Garret Kramer's Blog
January 22, 2019
No Matter the Ego, Head for Home
Throughout history, and in all fields, there’s been a select few who have challenged current models. You know some of the names: Jesus, Copernicus, Gandhi, King. In the face of vast backlash, these innovators or change agents have helped strip away our culturally conditioned beliefs.
What you might not know is that the work you read about here each week—which points away from the belief that who you truly are is a separate self, person, or ego, and toward the intimacy or indivisible nature of all experience—is also the subject of backlash. Why? Because the ego, in order to maintain its apparent existence, must resist. It must fortify its “humanness.” It will accuse the one who points toward true nature, the change agent, of not living in the real world. It will insist that he or she is woo-woo, impractical, or divisive. It might even poke fun and belittle.
But here’s the thing: There’s nothing more impractical and divisive, let alone unproven, than the belief that who you are shares the limits and destiny of the body and mind. In fact, understanding that the true Self is infinite and eternal, that it does not lack—that who you are is Freedom, Love, or God’s Being itself—is what allows life to be authentically lived in the so-called “real” or objective world. In other words, a productive physical life is contingent on first understanding that true nature is anything but physical.
At a time or two, you’ve had the inkling that there’s more to a body and mind, more to life, more to the appearance of separation than meets the eye. So, explore this inkling with all your heart. Regardless of ego, even when it mocks or kicks back with vengeance, keep going. If you need support, look to fellow explorers on this direct or pathless path.
To no avail, the world has turned outward to objects and others, insisted that answers are found in an illusory human experience, for long enough.

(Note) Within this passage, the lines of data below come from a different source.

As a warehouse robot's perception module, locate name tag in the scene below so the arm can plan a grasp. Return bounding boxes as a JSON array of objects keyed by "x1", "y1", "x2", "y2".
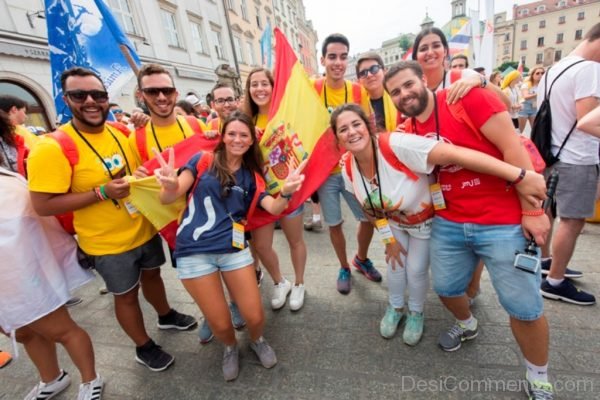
[
  {"x1": 429, "y1": 182, "x2": 446, "y2": 210},
  {"x1": 375, "y1": 218, "x2": 396, "y2": 245}
]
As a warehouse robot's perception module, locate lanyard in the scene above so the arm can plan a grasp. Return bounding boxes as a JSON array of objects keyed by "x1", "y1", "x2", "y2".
[
  {"x1": 150, "y1": 118, "x2": 186, "y2": 153},
  {"x1": 323, "y1": 81, "x2": 348, "y2": 114},
  {"x1": 71, "y1": 121, "x2": 131, "y2": 179}
]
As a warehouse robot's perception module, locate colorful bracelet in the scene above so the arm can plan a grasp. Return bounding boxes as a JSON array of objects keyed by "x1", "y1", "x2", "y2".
[{"x1": 521, "y1": 208, "x2": 545, "y2": 217}]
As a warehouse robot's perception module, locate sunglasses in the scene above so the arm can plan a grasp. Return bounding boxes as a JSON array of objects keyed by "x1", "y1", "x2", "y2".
[
  {"x1": 140, "y1": 87, "x2": 177, "y2": 97},
  {"x1": 358, "y1": 64, "x2": 383, "y2": 78},
  {"x1": 65, "y1": 90, "x2": 108, "y2": 103}
]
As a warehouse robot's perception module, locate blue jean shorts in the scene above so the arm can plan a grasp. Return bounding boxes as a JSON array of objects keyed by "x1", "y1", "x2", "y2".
[
  {"x1": 318, "y1": 174, "x2": 367, "y2": 226},
  {"x1": 430, "y1": 216, "x2": 544, "y2": 321},
  {"x1": 177, "y1": 247, "x2": 254, "y2": 279}
]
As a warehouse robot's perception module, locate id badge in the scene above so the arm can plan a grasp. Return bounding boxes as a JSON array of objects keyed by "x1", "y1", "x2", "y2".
[
  {"x1": 231, "y1": 222, "x2": 246, "y2": 250},
  {"x1": 375, "y1": 218, "x2": 396, "y2": 245},
  {"x1": 429, "y1": 182, "x2": 446, "y2": 210}
]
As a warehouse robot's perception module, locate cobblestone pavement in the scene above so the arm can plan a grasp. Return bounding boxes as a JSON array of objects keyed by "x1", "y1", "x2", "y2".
[{"x1": 0, "y1": 208, "x2": 600, "y2": 400}]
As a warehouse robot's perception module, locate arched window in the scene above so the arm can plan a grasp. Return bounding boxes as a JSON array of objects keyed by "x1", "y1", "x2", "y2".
[{"x1": 0, "y1": 79, "x2": 52, "y2": 132}]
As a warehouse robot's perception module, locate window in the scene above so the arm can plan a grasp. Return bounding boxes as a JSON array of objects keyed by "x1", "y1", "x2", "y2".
[
  {"x1": 108, "y1": 0, "x2": 137, "y2": 35},
  {"x1": 190, "y1": 22, "x2": 206, "y2": 53},
  {"x1": 554, "y1": 50, "x2": 562, "y2": 61},
  {"x1": 160, "y1": 9, "x2": 181, "y2": 47},
  {"x1": 246, "y1": 40, "x2": 258, "y2": 65},
  {"x1": 210, "y1": 29, "x2": 225, "y2": 60},
  {"x1": 233, "y1": 36, "x2": 246, "y2": 64}
]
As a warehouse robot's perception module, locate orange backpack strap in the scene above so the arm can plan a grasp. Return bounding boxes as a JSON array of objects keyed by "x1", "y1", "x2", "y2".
[
  {"x1": 135, "y1": 126, "x2": 149, "y2": 164},
  {"x1": 378, "y1": 132, "x2": 419, "y2": 181}
]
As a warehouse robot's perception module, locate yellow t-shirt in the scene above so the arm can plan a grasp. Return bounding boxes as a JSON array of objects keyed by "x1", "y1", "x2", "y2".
[
  {"x1": 129, "y1": 116, "x2": 204, "y2": 164},
  {"x1": 27, "y1": 124, "x2": 156, "y2": 255}
]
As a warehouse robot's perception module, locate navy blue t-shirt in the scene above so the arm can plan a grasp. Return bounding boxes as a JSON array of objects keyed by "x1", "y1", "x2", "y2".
[{"x1": 174, "y1": 153, "x2": 266, "y2": 258}]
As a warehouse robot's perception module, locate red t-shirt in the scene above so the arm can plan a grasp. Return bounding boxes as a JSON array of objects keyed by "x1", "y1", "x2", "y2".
[{"x1": 416, "y1": 88, "x2": 521, "y2": 225}]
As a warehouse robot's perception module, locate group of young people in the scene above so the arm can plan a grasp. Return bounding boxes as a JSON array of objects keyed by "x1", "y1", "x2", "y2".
[{"x1": 0, "y1": 23, "x2": 596, "y2": 399}]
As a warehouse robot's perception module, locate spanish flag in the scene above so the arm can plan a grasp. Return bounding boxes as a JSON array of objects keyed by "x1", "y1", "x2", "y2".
[{"x1": 248, "y1": 28, "x2": 342, "y2": 230}]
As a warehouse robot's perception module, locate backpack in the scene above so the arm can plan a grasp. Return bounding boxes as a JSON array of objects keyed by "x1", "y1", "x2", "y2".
[
  {"x1": 135, "y1": 115, "x2": 203, "y2": 164},
  {"x1": 160, "y1": 151, "x2": 265, "y2": 249},
  {"x1": 531, "y1": 60, "x2": 585, "y2": 167},
  {"x1": 342, "y1": 132, "x2": 419, "y2": 182}
]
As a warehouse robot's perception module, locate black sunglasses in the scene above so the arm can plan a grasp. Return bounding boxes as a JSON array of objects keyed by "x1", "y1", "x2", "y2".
[
  {"x1": 140, "y1": 87, "x2": 177, "y2": 97},
  {"x1": 65, "y1": 90, "x2": 108, "y2": 103},
  {"x1": 358, "y1": 64, "x2": 383, "y2": 78}
]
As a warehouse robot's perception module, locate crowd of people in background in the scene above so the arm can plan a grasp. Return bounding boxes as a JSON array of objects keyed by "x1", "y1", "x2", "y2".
[{"x1": 0, "y1": 24, "x2": 600, "y2": 400}]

It’s your sacred calling to set a resolute example and, no matter what, courageously head for Home.
Thank you for reading,
Garret
January 15, 2019
Stay With Me
In a self-help world of experts, methods, and techniques, here’s a brief reminder:
Pushing discomfort, anxiety, or fear away; trying to be more upbeat or positive; coping or managing thoughts and feelings—serves but one purpose. It reinforces the culturally conditioned belief that certain thoughts and feelings are unbearable. In other words, when you attempt to distract yourself from certain thoughts and feelings, without realizing it, you are perpetuating them.

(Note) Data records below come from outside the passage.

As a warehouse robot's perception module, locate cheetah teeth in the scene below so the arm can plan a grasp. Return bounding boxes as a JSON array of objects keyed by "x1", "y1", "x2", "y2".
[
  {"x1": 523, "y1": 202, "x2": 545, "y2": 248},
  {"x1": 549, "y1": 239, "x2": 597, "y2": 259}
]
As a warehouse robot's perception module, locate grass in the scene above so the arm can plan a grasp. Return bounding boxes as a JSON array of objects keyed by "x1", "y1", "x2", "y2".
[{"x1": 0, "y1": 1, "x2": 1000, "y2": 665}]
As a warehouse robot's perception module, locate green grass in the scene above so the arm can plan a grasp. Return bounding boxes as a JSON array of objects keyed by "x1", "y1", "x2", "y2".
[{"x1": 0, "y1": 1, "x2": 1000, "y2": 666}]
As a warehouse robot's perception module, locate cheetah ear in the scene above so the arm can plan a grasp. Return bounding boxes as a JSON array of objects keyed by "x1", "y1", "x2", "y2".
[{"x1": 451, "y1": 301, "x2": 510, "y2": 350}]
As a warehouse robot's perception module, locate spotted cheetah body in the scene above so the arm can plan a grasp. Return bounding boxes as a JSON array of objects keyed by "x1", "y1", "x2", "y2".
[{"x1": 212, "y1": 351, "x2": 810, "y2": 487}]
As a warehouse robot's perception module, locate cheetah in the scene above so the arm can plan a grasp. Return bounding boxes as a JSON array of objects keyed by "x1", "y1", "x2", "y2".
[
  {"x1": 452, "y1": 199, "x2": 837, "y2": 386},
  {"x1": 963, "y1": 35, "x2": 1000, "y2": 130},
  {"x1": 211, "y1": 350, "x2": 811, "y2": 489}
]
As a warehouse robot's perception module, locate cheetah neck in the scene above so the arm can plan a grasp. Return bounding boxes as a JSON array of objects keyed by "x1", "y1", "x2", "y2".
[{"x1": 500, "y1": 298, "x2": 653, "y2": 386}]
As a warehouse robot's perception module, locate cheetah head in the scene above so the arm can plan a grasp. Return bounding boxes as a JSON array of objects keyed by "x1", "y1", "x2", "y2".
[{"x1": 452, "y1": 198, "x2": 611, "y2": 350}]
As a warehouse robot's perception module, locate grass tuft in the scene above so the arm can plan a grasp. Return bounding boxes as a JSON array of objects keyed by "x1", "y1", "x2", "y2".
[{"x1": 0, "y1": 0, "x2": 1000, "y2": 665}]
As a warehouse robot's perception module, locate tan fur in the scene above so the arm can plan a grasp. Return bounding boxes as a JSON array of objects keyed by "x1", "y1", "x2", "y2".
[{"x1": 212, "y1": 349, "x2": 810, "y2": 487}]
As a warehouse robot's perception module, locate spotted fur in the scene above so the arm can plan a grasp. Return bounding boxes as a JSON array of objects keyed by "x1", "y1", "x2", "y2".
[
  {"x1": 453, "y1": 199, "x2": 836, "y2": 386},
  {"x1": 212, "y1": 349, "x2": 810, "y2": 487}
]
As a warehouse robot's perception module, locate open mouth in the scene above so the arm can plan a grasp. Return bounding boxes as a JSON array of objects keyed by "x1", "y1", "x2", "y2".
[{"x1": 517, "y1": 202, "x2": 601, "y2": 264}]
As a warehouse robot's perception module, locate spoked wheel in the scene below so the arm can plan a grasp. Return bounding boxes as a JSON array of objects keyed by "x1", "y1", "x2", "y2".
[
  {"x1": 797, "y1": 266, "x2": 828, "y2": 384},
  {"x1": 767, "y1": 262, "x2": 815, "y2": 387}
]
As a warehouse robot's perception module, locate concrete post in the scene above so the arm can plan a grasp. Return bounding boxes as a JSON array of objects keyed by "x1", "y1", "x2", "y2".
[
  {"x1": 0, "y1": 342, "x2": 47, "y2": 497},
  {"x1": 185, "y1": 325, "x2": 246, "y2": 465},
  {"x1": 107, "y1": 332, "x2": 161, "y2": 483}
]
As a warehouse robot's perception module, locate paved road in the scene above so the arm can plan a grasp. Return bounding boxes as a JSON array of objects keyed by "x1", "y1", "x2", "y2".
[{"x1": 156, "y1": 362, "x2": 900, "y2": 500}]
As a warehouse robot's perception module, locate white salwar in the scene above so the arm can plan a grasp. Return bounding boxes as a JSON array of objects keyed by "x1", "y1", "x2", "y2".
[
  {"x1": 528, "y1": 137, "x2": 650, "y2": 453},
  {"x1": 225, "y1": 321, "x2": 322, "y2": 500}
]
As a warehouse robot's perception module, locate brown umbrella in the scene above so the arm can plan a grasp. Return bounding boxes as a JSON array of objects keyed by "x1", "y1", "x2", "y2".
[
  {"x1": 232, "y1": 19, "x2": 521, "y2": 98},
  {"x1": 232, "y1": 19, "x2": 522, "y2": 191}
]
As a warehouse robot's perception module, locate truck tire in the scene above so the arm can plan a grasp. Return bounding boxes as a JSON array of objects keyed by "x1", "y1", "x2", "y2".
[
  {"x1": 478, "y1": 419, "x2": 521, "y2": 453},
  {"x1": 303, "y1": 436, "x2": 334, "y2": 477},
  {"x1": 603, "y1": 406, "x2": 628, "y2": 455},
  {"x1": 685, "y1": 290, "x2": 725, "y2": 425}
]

Rather, before you seek or resist, simply pause. Draw close to thoughts and feelings. Be with them.
You’ll find that, in your actual experience, nothing is unbearable. Who you are is completely open. Who you are is resilience, freedom and peace, itself
Inward and up,
Garret
January 8, 2019
Hooked on a Feeling
In many self-help and spiritual circles, including this community, the advice, “Look for and find a good feeling” is common. And for obvious reasons. What person doesn’t covet a so-called “good” or “beautiful” feeling? One of relief, satisfaction, or comfort.
And while the objective search for a good feeling is logical, when it comes to getting to the root or nature of experience, when it comes to an exploration of who you are, when it comes to the eradication of belief, when it comes to long-term peace, please consider that a good feeling is not the place to look.
Here’s why:
Feelings have an objective quality to them. Like all objects, they are known. They are transient. They are insecure. They come and they go. Thus, a good feeling provides no lasting guidance. In fact, looking for and finding a good feeling—absent of an experiential understanding of true nature—is at the heart of addiction. It provides glimpses of respite, only to be veiled by insecurity once more.
On the other hand, the realization that who you are does not share the limits or destiny of the body, the realization that you are Consciousness itself, is neutral. It arrives with no bells, no whistles, no fanfare. Actually, since Consciousness is found in the absence of a separate self, ego, or body, it’s also found in the absence of feeling. With no sense of self, there are no feelings at all.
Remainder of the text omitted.